ヨカヨカのぶんも走ってくれました。“赤い糸”で結ばれていたのかな」と感慨深げだ。
中竹調教師は09年
NHKマイルC(
ジョーカプチーノ)、18年
ホープフルS(
サートゥルナーリア)に次ぐJRA・GI3勝目。「馬にめりはりが出て、たくましい体に見えました。飛び上がるように、うれしい感情がわいてきました」と声を弾ませた。
今後は未定だが、
有馬記念(12月26日、中山、GI、芝2500メートル)も視野に入る。幸騎手と岡オーナーの縁で女王の座に就いた
アカイイト。糸は切れることなく、どこまでも強くなっていく。(増本隆一朗)
■
アカイイト 父
キズナ、母ウアジェト、母の父
シンボリクリスエス。青鹿毛の牝4歳。栗東・
中竹和也厩舎所属。北海道浦河町・辻牧場の生産馬。馬主は岡浩二氏。戦績20戦5勝。獲得賞金1億9289万5000円。重賞は初勝利。
エリザベス女王杯は
中竹和也調教師、
幸英明騎手ともに初勝利。馬名は「赤い糸。父名より連想」。
◆売り上げ、入場者数
エリザベス女王杯の売り上げは168億2731万6500円で、前年比105・8%とアップ。入場人員は5909人(うち有料入場5509人)だった。
エリザベス女王杯アラカルト
●JRA重賞未勝利馬の優勝 3歳以上となった1996年以降では、2015年
マリアライト以来6年ぶり8頭目。
●
キズナ産駒 JRA・GIは初勝利。これまでは今年の秋華賞
ファインルージュなどの2着が最高。産駒の重賞でのワンツーフィニッシュは昨年の葵S以来2回目。

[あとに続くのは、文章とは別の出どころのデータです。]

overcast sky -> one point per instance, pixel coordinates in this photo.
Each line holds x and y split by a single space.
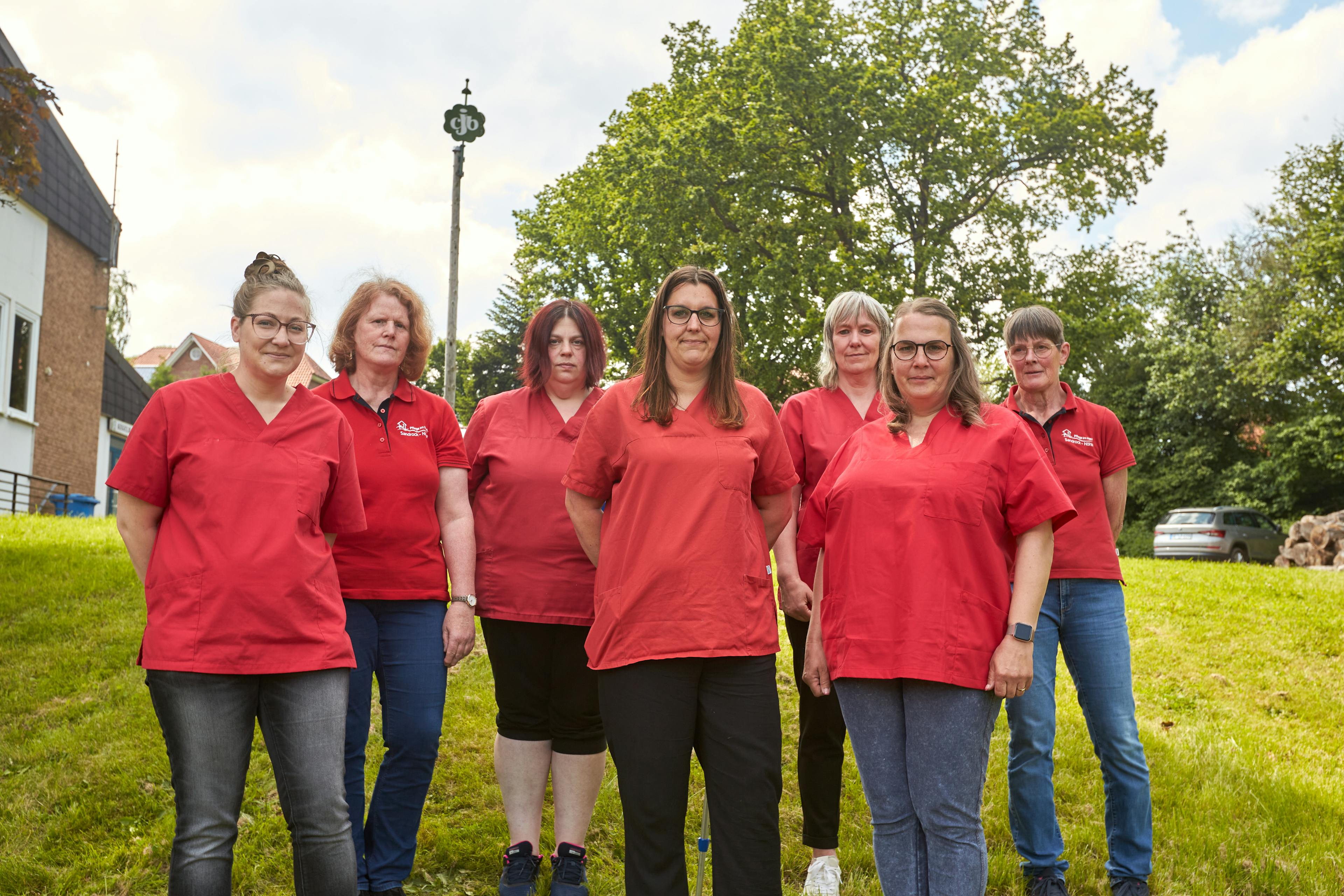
314 130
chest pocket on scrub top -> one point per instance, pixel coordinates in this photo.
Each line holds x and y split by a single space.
737 464
956 491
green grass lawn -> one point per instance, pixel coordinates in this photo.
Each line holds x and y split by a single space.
1241 706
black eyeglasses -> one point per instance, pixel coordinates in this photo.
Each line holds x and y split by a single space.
1040 350
682 315
268 326
934 350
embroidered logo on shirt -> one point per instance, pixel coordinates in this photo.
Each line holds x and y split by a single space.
412 430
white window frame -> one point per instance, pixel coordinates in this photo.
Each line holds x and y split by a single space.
8 311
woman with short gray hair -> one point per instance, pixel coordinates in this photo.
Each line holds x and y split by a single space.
815 425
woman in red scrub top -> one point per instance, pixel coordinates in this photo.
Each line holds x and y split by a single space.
698 484
394 575
537 596
815 425
233 488
924 522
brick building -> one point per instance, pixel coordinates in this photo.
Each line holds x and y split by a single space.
57 250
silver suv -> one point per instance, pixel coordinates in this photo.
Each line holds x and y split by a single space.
1238 535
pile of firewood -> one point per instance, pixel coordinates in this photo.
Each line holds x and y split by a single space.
1315 542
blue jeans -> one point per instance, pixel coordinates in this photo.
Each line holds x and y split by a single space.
923 749
1085 617
402 644
209 723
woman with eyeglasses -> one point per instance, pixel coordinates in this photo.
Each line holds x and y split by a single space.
923 523
698 484
537 596
405 626
815 425
1084 613
233 489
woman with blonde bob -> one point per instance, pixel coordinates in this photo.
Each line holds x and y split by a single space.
815 425
921 523
394 577
697 480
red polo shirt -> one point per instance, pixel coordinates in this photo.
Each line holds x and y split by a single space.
685 570
401 449
920 545
1086 444
241 581
530 566
816 424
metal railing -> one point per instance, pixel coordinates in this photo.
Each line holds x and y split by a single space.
25 493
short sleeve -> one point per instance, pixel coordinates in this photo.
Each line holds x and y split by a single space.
775 471
812 531
1033 489
448 440
592 471
479 464
343 512
791 421
1116 453
144 469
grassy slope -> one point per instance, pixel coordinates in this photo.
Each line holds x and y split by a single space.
1241 705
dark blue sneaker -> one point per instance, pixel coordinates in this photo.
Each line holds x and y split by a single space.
521 867
1128 887
569 871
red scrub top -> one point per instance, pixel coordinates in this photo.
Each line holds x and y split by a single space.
241 581
685 567
816 424
530 566
1086 444
920 545
400 556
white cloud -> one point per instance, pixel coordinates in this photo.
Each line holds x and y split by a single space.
1124 33
1230 124
1246 13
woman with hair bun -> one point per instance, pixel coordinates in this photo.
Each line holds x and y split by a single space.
698 483
233 491
537 596
404 624
816 424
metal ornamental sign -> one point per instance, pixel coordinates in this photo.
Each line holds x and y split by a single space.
464 123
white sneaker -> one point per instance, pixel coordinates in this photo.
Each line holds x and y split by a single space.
823 878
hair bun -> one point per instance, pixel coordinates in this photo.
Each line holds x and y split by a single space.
264 265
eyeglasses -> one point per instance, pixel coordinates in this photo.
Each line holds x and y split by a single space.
1040 350
934 350
682 315
268 326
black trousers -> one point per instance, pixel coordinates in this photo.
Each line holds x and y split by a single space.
820 751
728 710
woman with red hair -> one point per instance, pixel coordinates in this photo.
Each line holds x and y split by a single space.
537 596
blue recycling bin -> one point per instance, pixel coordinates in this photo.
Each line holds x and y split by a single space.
76 504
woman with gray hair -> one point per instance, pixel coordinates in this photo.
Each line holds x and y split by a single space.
816 424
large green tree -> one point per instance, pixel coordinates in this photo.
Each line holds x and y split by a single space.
894 147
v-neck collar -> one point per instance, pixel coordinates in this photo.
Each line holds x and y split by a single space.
560 426
251 414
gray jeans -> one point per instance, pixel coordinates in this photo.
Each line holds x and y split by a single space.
923 749
208 723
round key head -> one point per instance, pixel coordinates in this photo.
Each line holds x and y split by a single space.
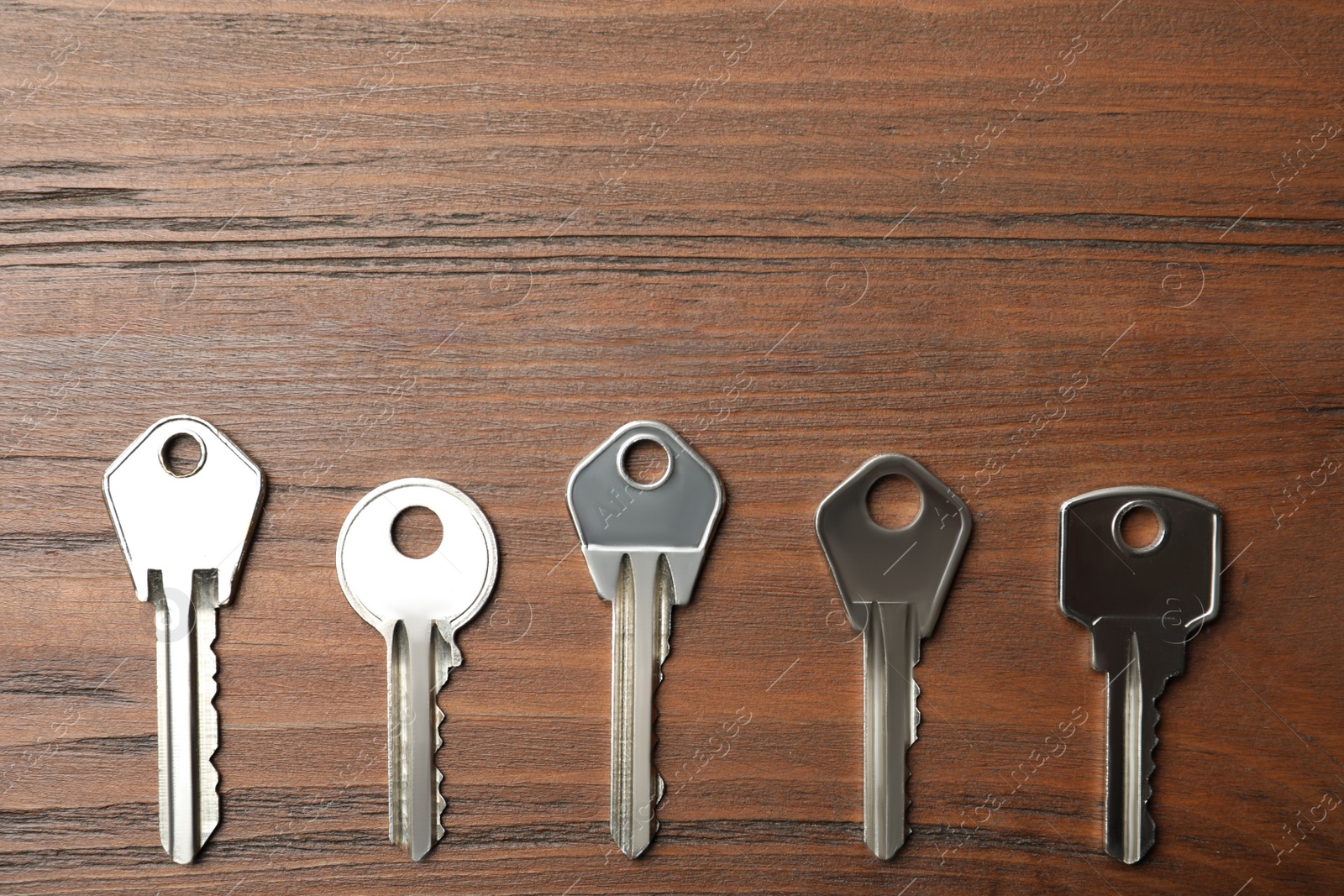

●馬主・岡浩二氏 JRA・GIは初勝利。これまでは2020年
阪神JFの
ヨカヨカで5着が最高着順だった。
●単勝10番人気の勝利 95年
サクラキャンドル以来2回目。
●払戻金 3連複(2)(5)(16)=28万2710円(271番人気)、3連単(16)(5)(2)=339万3960円(1838番人気)で当レースの最高払戻金額を更新。